I numeri sono impressionanti: nel 2020 su quasi 450.000 posti di lavoro (precario) perduti, il 98 per cento ha riguardato donne, soprattutto giovani donne. E la fine, rinviata forse al prossimo 30 giugno, del blocco dei licenziamenti, apre prospettive da paura per tutti i lavoratori, ma in particolare per l’occupazione femminile, per la quale la parità di condizioni di lavoro, di prospettive di carriera, di retribuzione sono già poco incoraggianti, ma nell’anno della pandemia hanno visto un netto peggioramento in tutti i comparti e con qualunque tipologia di contratto. E molte lavoratrici dipendenti a tempo indeterminato che al momento si trovano in cassa integrazione non hanno alcuna certezza di poter riprendere il posto di lavoro.

E si sa che le donne, al lavoro, autonomo o dipendente, alla scuola, tanto più col diffondersi dello smart working, devono aggiungere il lavoro domestico e di cura, i cui livelli di condivisione con i maschi non sono ancora al livello di una società evoluta. E pesano le gravi carenze dei sistemi di welfare, l’assenza di una valida medicina territoriale.

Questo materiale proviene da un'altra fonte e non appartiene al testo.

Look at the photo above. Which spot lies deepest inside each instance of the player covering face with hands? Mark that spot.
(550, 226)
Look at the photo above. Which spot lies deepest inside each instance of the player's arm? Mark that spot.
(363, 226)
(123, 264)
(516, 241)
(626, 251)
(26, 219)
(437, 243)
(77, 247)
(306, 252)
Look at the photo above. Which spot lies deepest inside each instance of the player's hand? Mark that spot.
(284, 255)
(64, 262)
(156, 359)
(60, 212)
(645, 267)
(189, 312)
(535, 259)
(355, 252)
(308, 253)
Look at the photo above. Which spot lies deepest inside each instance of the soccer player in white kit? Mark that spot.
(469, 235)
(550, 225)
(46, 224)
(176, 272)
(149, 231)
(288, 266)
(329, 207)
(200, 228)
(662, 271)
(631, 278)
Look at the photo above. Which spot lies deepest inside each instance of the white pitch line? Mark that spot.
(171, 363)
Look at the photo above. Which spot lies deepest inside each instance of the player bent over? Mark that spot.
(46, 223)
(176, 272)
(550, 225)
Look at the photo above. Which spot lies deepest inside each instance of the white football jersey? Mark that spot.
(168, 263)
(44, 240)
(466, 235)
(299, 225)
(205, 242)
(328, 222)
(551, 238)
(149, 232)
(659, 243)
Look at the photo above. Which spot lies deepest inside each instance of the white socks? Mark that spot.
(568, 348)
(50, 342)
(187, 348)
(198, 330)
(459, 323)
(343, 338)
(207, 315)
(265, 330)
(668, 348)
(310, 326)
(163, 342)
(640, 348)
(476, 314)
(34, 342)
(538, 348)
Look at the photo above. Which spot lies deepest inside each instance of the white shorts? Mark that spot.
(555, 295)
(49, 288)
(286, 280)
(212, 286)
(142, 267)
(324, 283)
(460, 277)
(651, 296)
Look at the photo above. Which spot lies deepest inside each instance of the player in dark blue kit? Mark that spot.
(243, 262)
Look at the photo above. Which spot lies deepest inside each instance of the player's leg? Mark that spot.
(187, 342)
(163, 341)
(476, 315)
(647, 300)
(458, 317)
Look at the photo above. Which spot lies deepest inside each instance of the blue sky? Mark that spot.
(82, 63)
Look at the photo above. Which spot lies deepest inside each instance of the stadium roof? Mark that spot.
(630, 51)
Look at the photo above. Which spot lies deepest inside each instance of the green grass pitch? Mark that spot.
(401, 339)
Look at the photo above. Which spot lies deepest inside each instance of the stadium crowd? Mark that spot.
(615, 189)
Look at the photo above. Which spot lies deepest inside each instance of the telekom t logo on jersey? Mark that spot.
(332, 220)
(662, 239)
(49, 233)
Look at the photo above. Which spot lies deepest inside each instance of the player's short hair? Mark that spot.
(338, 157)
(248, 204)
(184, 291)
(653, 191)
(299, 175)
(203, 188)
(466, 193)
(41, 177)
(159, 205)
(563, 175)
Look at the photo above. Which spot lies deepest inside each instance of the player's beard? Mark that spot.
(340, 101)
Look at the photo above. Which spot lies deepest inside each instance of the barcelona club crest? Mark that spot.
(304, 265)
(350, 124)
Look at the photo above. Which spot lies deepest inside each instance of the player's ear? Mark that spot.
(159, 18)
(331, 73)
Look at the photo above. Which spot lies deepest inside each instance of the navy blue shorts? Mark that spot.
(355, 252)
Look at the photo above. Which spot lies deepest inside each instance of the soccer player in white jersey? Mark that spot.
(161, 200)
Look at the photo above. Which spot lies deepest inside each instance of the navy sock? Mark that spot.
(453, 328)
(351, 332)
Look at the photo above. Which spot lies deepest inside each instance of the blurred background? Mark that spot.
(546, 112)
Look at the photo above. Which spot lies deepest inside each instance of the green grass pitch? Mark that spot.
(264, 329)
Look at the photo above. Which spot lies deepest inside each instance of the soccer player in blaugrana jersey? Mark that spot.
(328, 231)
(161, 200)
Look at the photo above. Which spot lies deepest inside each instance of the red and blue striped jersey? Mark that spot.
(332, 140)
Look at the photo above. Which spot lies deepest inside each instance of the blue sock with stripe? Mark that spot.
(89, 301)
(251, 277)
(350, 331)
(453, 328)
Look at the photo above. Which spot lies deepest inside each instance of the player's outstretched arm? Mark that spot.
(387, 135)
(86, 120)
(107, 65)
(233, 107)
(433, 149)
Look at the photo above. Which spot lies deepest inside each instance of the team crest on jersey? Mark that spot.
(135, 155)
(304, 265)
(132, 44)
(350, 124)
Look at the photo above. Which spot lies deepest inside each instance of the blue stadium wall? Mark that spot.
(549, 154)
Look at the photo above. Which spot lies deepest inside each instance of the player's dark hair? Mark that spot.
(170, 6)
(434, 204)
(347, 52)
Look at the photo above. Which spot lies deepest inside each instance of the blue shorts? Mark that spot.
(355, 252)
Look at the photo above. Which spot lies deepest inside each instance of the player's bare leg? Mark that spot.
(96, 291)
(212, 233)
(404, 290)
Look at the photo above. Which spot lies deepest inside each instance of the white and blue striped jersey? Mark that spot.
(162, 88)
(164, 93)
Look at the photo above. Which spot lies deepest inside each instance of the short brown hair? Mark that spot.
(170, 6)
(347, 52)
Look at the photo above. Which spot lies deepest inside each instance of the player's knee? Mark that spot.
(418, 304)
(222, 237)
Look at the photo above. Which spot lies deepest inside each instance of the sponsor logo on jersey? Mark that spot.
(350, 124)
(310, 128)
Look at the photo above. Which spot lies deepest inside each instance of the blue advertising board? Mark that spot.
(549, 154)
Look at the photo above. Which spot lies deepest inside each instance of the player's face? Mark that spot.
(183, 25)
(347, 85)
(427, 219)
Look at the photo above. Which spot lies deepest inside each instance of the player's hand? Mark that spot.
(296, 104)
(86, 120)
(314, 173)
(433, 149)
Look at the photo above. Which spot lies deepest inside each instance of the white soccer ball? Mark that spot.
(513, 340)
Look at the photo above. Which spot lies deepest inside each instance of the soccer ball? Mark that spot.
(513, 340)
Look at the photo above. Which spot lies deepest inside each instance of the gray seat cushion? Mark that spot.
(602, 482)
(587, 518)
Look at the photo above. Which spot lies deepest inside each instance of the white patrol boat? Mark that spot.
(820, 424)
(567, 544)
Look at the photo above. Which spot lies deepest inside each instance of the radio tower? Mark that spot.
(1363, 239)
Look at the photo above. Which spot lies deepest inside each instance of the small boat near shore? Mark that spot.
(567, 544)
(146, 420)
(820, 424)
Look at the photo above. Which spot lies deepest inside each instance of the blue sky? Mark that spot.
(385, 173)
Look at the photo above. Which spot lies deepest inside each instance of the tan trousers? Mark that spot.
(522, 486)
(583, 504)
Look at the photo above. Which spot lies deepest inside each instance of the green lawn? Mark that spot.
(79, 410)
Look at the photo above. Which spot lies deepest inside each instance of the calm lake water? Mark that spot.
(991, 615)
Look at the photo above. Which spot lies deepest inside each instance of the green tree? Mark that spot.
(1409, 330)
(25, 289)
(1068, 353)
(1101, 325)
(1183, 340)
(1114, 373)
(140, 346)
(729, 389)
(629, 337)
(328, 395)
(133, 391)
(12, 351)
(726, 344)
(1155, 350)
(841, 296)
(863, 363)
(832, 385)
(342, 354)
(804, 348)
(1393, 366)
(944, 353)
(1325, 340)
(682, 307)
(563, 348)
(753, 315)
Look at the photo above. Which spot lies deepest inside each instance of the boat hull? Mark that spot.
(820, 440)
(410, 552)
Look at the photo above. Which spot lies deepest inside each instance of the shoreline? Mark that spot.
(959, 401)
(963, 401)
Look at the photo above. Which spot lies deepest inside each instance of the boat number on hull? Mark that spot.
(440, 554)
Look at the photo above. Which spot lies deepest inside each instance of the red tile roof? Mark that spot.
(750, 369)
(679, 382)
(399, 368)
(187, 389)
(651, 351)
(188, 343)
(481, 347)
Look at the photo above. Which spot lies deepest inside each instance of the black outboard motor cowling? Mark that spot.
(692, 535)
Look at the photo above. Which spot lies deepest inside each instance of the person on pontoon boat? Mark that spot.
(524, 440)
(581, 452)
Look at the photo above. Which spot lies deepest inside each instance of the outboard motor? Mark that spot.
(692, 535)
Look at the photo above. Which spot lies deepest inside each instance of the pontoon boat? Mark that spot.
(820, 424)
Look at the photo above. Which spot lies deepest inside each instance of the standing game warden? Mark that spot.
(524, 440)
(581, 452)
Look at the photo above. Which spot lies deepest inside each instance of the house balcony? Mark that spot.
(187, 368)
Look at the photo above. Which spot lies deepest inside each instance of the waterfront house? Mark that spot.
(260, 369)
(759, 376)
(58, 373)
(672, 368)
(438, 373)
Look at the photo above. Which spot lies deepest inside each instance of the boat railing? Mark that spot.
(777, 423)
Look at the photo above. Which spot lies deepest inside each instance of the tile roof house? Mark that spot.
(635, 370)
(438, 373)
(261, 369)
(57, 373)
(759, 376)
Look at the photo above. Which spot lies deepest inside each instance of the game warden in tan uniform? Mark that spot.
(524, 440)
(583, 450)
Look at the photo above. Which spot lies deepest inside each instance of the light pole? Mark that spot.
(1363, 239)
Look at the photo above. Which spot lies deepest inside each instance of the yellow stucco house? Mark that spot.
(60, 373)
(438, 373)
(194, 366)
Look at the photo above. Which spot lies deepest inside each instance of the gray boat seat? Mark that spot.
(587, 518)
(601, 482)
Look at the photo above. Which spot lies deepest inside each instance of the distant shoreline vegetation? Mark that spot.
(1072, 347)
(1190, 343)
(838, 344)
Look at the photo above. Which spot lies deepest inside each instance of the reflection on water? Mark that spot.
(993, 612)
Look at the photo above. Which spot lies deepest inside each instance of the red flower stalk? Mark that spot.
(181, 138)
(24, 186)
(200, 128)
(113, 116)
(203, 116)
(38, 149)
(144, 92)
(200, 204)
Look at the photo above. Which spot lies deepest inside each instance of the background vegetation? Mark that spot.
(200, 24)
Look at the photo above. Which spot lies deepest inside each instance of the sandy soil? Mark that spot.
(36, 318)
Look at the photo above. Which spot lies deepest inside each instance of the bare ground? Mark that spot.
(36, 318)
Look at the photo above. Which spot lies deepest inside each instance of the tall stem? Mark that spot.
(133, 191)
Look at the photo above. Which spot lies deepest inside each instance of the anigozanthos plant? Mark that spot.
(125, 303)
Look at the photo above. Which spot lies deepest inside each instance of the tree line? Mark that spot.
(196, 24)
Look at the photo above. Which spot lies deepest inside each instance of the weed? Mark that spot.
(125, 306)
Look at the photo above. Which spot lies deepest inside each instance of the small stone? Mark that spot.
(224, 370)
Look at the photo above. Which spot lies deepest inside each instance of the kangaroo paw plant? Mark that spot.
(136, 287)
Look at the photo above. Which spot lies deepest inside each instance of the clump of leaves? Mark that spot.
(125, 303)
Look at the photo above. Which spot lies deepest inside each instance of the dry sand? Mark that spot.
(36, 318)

Il Next Generetion EU stanzia interventi cospicui per favorire l’occupazione  e l’imprenditorialità femminile. Vedremo, nel concreto, i progetto che verranno finanziati. Ma le misure specifiche per le donne non bastano, occorre che tutta l’impostazione del Piano sia diretta a costruire le strutture sociali ed economiche necessarie per uno sviluppo che riequilibri le condizioni di vita e di lavoro tra Nord e Sud e tra uomini e donne.

Un nuovo Rinascimento della società italiana non può non passare dall’apporto decisivo delle donne, cui la politica deve assicurare, oltre al lavoro, il welafre: nidi e scuole per l’infanzia in modo uniforme in tutto il Paese, investimenti per le famiglie in grado di far crescere il tasso di natalità. A nessuno sfuggono, anche col formarsi di una uova maggioranza estesa al centrodestra nel governo Draghi, i ripetuti attacchi all’autodeterminazione delle donne nella maternità, con il fine malcelato di impedire l’applicazione della legge 194.

È una questione elementare di giustizia, tuttavia difendere i diritti delle donne non riguarda solo uno dei sessi, ma fa l’interesse della società nella sua interezza, è un elemento indispensabile, non negoziabile, non rinviabile, per la costruzione di un futuro migliore per tutti.